Nessuno ne parla, come se non si vedesse. Nemmeno la Costituzione ne parla. Ma un vizio della democrazia italiana è come la trave nell’occhio.
Quando si sente parlare del sistema istituzionale italiano, si sente dire che è fondato su tre componenti indipendenti: parlamento, governo e magistratura. Questa è la grande bufala: parlamento e governo non sono indipendenti. E non faccio riferimento a quell’istituto stranissimo e tutto italiano che è il decreto legge. Passi. Mi riferisco al fatto che circa un centinaio di membri del governo - tra ministri e sottosegretari – sono anche membri del parlamento e, quando lo ritengono utile, vanno a votare leggi, fiducia, e autorizzazioni a procedere.
Su circa 950 membri del parlamento, dunque, un centinaio fa parte del governo, più del 10 percento. Questo discorso è rilevante nel momento che le maggioranze sono risicate, come è successo quasi sempre e in particolare negli ultimi due mesi.

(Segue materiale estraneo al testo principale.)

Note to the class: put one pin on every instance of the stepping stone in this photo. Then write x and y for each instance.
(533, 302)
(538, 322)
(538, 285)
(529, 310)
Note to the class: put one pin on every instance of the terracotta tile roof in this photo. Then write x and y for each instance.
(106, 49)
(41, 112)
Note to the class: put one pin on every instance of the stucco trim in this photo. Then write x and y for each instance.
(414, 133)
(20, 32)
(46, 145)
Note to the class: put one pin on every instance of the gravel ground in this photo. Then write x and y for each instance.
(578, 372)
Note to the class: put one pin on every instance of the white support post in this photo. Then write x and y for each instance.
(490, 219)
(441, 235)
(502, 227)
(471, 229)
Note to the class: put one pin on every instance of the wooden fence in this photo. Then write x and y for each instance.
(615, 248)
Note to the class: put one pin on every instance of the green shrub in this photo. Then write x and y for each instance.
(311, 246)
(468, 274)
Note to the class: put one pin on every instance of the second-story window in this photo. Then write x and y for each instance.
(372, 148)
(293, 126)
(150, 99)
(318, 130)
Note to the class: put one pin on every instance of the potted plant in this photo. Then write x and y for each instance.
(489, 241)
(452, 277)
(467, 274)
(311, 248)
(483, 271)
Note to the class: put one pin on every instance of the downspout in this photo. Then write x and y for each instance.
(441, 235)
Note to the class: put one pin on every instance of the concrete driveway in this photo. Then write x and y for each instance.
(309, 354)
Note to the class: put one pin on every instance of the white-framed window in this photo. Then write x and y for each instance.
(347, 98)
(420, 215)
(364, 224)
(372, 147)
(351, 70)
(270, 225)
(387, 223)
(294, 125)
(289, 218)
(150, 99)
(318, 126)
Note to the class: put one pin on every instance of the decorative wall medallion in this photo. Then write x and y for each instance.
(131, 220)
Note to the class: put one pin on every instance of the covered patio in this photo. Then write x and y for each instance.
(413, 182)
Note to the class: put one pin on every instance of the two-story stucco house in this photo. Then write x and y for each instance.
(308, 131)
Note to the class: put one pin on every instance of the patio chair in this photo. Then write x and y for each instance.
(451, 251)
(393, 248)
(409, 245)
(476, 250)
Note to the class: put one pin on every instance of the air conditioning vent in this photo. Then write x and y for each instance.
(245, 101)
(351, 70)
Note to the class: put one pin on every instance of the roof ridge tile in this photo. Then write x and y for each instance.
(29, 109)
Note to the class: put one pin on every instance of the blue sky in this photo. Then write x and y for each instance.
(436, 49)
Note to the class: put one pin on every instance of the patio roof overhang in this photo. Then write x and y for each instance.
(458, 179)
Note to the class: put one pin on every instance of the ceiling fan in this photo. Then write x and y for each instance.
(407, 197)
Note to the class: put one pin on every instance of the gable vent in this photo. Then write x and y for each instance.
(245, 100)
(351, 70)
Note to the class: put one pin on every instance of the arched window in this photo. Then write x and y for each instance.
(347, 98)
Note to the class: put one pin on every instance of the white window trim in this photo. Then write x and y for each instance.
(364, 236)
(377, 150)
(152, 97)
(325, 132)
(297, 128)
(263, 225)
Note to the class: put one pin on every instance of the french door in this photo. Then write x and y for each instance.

Nei paesi cosidetti democratici che conosco (e sono pochi), quando un membro del parlamento viene chiamato al governo si deve dimettere e al suo posto subentra un’altra persona. Ma non in Italia. Probabilmente si dirà che con la presente porcata di legge elettorale non farebbe differenza, ma non è questo il punto. La legge elettorale si potrebbe cambiare. Rimane il fatto che dal dopoguerra nessun partito abbia posto il problema ritenendo, probabilmente, che questo sistema sarebbe stato di tornaconto un giorno o l’altro.
Il cumulo delle cariche – altro esiziale costume del sistema italiano – sembra essere il corollario (o la metastasi) di questo cancro istituzionale voluto e mantenuto da tutte le forze politiche.
E' davvero un passo indietro che il parlamento, che è nato come controllore dell'esecutivo, esprima il governo dall'interno della sua maggioranza. E' ovvio che dovrebbero essere due corpi il più possibile separati e anche eletti separatamente.
Sembra un po' come il governo dei professori nell'Università.